Creating a Custom Connector

The GAConnector class defines mappings between base definitions and the new GASolution and GAStructure types.

class GAConnector(BaseConnector):
    def __init__(self) -> None:
        super().__init__()

        self.register(BaseDefinition, GASolution, dict)
        self.register(IntegerDefinition, types.Integer, int)
        self.register(RealDefinition, types.Real, float)
        self.register(CategoricalDefinition, types.Categorical, str)
        self.register(StaticStructureDefinition, (GAStructure, "static"), list)

This connector ensures that MetaGen correctly recognizes and processes the extended solution types.

Using the Extended Solution in a Metaheuristic

To integrate the extended solution with a metaheuristic, the developer must:

  • Instantiate the Domain using the custom GAConnector.

  • Obtain the correct Solution type dynamically.

Example:

from metagen.framework import Domain
from metagen.metaheuristics.ga_tools import GAConnector

# Define a domain using the GA-specific connector
connector = GAConnector()
domain = Domain(connector)
domain.define_integer("max_depth", 2, 8)
domain.define_integer("n_estimators", 2, 16)

# Dynamically determine the correct solution type
solution_type: type[Solution] = domain.get_connector().get_type(domain.get_core())
potential: Solution = solution_type(domain, connector=domain.get_connector())

This guarantees compatibility with both standard and custom solutions.

Extending and Customizing the Metaheuristic class

Developers can implement new metaheuristics by inheriting from `Metaheuristic`, which provides built-in support for:

  • Distributed execution with Ray.

  • TensorBoard logging for monitoring.

Implementing a Genetic Algorithm

The GA class extends Metaheuristic and implements:

  1. `initialize()` – Defines how the population is initialized.

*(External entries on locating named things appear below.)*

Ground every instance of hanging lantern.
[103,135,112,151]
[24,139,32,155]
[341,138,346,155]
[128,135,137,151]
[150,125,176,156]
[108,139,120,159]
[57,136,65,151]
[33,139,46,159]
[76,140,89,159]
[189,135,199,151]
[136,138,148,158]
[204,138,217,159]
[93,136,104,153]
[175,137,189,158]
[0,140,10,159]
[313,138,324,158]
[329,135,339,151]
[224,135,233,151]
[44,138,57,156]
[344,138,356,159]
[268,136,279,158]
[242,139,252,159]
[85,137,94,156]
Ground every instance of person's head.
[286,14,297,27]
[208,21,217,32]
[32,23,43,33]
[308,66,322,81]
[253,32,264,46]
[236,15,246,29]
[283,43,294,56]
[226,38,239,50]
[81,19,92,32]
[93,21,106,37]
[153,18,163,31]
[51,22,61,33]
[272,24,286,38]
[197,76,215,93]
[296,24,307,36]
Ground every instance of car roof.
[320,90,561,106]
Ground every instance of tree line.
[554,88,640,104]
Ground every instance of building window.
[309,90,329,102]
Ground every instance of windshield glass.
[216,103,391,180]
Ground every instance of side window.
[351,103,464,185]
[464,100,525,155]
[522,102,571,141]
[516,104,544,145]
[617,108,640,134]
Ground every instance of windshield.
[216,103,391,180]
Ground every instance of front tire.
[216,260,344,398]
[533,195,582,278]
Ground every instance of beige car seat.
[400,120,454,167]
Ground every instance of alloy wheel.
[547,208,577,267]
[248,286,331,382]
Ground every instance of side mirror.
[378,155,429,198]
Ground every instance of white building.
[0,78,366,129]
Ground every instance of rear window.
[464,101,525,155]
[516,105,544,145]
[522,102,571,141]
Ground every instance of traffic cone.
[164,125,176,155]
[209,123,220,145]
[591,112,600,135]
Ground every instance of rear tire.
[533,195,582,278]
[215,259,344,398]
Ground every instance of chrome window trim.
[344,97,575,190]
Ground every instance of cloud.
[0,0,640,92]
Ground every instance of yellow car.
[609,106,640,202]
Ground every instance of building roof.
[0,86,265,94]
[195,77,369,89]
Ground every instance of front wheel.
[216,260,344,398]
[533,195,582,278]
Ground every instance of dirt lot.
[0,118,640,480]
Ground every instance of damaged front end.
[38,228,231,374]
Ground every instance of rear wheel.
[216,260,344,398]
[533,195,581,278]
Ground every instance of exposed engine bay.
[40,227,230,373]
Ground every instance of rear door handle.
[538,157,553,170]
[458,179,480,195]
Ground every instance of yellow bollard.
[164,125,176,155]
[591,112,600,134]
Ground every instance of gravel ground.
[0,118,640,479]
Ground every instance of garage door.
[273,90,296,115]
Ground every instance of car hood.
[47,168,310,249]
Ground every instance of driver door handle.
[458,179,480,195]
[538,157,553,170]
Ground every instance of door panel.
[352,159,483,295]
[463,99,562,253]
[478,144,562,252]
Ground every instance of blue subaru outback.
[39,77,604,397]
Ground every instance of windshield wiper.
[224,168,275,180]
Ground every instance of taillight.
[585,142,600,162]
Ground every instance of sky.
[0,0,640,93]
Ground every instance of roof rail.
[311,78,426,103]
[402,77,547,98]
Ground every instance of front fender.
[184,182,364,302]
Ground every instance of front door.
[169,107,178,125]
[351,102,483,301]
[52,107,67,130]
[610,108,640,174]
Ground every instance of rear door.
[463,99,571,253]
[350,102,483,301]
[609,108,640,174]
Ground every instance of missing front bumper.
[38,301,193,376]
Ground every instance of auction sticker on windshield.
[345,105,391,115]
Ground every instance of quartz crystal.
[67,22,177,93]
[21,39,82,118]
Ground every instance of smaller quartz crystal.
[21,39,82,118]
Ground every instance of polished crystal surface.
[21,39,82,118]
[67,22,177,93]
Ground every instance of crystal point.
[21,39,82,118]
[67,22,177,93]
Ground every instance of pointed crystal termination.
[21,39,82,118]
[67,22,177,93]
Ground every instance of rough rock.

  2. `iterate()` – Implements the logic for evolving solutions.

from metagen.metaheuristics.base import Metaheuristic
from typing import List, Tuple
from metagen.metaheuristics.ga_tools import GASolution, yield_two_children
from copy import deepcopy

class GA(Metaheuristic):
    def __init__(self, domain: Domain, fitness_function: Callable[[Solution], float],
                 population_size: int = 20, max_iterations: int = 50, mutation_rate: float = 0.1):
        super().__init__(domain, fitness_function, population_size)
        self.mutation_rate = mutation_rate
        self.max_iterations = max_iterations

    def initialize(self, num_solutions=10) -> Tuple[List[Solution], Solution]:
        current_solutions, best_solution = random_exploration(self.domain, self.fitness_function, num_solutions)
        return current_solutions, best_solution

    def iterate(self, solutions: List[Solution]) -> Tuple[List[Solution], Solution]:
        best_parents = heapq.nsmallest(2, solutions, key=lambda sol: sol.get_fitness())
        best_solution = deepcopy(self.best_solution)
        current_solutions = [deepcopy(best_parents[0]), deepcopy(best_parents[1])]

        for _ in range(len(solutions) // 2):
            father = cast(GASolution, best_parents[0])
            mother = cast(GASolution, best_parents[1])
            child1, child2 = yield_two_children((father, mother), self.mutation_rate, self.fitness_function)
            current_solutions.extend([child1, child2])

            best_solution = min(best_solution, child1, child2, key=lambda sol: sol.get_fitness())

        return current_solutions[:len(solutions)], best_solution

    def stopping_criterion(self) -> bool:
        return self.current_iteration >= self.max_iterations

By following this methodology, developers can ensure their metaheuristics are scalable, reusable, and extendable within MetaGen.